Yes. A couple of things. One, the inclusion criteria in regards to having Non-24 circadian pattern, measured by the melatonin [indiscernible] metabolite and the expression of a clinical insomnia complaint where the same for every patient and they never changed throughout the study. So that's about inclusion. But let me address a little bit about this variable expression of the disorder and why it is very important that we did the study we did and we have published in several posters. There is very little experience in the world, even among experts, of what is the clinical expression when it comes to a sleep-wake cycle for this disorder. Of course, the definitional issue with the disorder is this Non-24 cycle of the circadian melatonin rhythm. It is expected, as a result, that the sleep-wake cycle will be disrupted with sleep propensity at inappropriate times of the day, depending on where you are in the cycle.

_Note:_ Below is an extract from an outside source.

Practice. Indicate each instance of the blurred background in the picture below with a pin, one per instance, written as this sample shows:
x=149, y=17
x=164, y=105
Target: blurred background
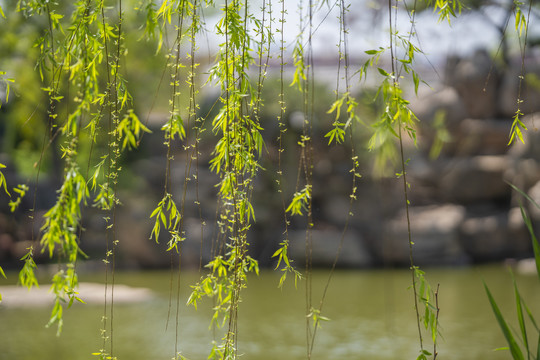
x=466, y=219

But there has not been ever a broad, large number of patient characterizations of the disorder, and we had the opportunity to conduct this in more than 300 patients during the screening, where we established that their variable forms of the expression of the sleep-wake cycle of -- in patients with confirmed Non-24. So there's no question that every patient in our study, in screening and randomization, had Non-24 as it has been established with the melatonin rhythms. But the clinical expression of the disorder is very variable. Now that's not the news for any disorder. We all know that for any disease, from diabetes to hypertension, to more esoteric like lupus, there is a variability of the clinical phenotype. So that was a, one, an opportunity to further characterize the disorder and has been widely appreciated by clinicians and experts in the field. But also, it informed our discussions with the FDA and the regulatory path and endpoints we chose, because we realized that this is not a one-patent-fits-every-patient and, therefore, a significant effort was placed in our interactions with the FDA to develop the clinical endpoint paradigm that were ultimately successful. That includes the appreciation of the cyclical nature of the disorder and also the variability from patient to patient. But having said all that, at the end of the day, what matters is that tasimelteon did show a significant effect in every clinical parameter established and even in exploratory parameters, the results are highly consistent.

And that was our final question. Thank you, ladies and gentlemen. This concludes today's conference. Thank you for participating. You may now disconnect.